The first Ubuntu smartphones are coming in 2014, and they’ll be manufactured by European designer bq and Chinese phone maker Meizu.
Canonical and Ubuntu founder Mark Shuttleworth says additional details will be available at Mobile World Congress, although he implied that Meizu’s phone will basically be a version of the Meizu MX3 running Ubuntu instead of Android.
Canonical and Ubuntu founder Mark Shuttleworth says the first two partners were selected thanks to their expertise in breaking into markets. Bq has a reputation for designing high-end devices in Europe, while Meizu is becoming a big name in the Chinese market… and has plans to go global soon.
Canonical introduced Ubuntu for phones a little over a year ago, and the company has been releasing public beta builds for installation on Google Nexus phones and tablets since then. But so far you haven’t been able to buy a phone that comes preloaded with Ubuntu software.
At this point, Ubuntu for phones and tablets is a touchscreen-friendly, Linux-based operating system designed to run mobile apps rather than desktop Linux apps. But eventually the platform could let you run full desktop-style apps on your phone — Canonical says that the ultimate goal is for Ubuntu’s desktop and phone operating systems to be one operating system, sharing about 95 percent the same code.
One day you could be able to use your phone as a phone while on the go, then attach it to a docking station to run desktop apps with a keyboard, mouse, and monitor.
For now, the team has been focusing on attracting developers to its new mobile platform.
Canonical will be showing off Ubuntu phones and tablets at Mobile World Congress during the last week of February and while the big news right now is the imminent launch of Ubuntu phones. Shuttleworth says tablets fit more into its traditional PC mold.
Shuttleworth clearly has a vested interest in promoting Ubuntu as an open alternative to Google Android, but when asked for his thoughts on rival Tizen, which is backed by Samsung and Intel, he had some pretty harsh words. He says Tizen looks like less of a competitor today than 6 months ago, after facing many delays. Ultimately, he says, he finds it “highly unlikely that Tizen will be adopted by any manufacturer, or shipped by any carrier.”
While Ubuntu is open source software, Shuttleworth says Canonical’s business model for the platform involves charging device makers a license fee and generating revenue from app store sales (which will be shared with carrier and manufacturer partners).
Canonical says the first Ubuntu phones will be available for purchase online from bq, Meizu, and Ubuntu.com.

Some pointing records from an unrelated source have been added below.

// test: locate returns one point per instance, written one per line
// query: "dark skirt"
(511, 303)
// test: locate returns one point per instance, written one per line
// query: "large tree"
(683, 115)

About time! Hoping for a dock accessory of some type to turn it into a mobile desktop and HDMI out…
Only reason I havent bothered messing around with Ubuntu on a Nexus is because of the lack of HDMI. If niethre of the phones have hdmi, I won’t be in the market, but I’ll be pretty sad.
If there isn’t a universal mobile/desktop app, are you able to run a desktop app while not docked? For example, I want to run the desktop version of Firefox or Chrome because some sites just don’t work well on mobile browsers including the mobile versions of Firefox and Chrome. Of course, it’d be nice to have a pointer of some sort to make it easier to use like a Wacom stylus or an integrated optical thumb mouse.
Hoping for a decent performing terminal friendly slider. If that happens then I’ll import one as a UMPC.
I’ve been looking for slider Linux UMPC (not Android) for a while. With Bay Trail, I was hoping for some to come out but, so far, only 8″ tablets have come out. The ASUS Vivotab Note 8 seems to be the best so far with its stowable Wacom stylus. I’m currently planning on getting that once it supports booting 64-bit UEFI compatible Linux distros or Linux distros s create UEFI compatible 32-bit images. I’d prefer a 32-bit OS due to only 2 GB of RAM and I don’t run any software that would get a noticeable speed up from 64-bit operations.
If an Ubuntu phone with a good slide out keyboard is released then I may try to import it into the US instead of getting the ASUS. Of course, it hopefully has good desktop performance. I’ve used a Utilite with a quad core 1.2 GHz Cortex-A9 and it was not adequate for my tastes. I hope newer ARM chips perform MUCH better.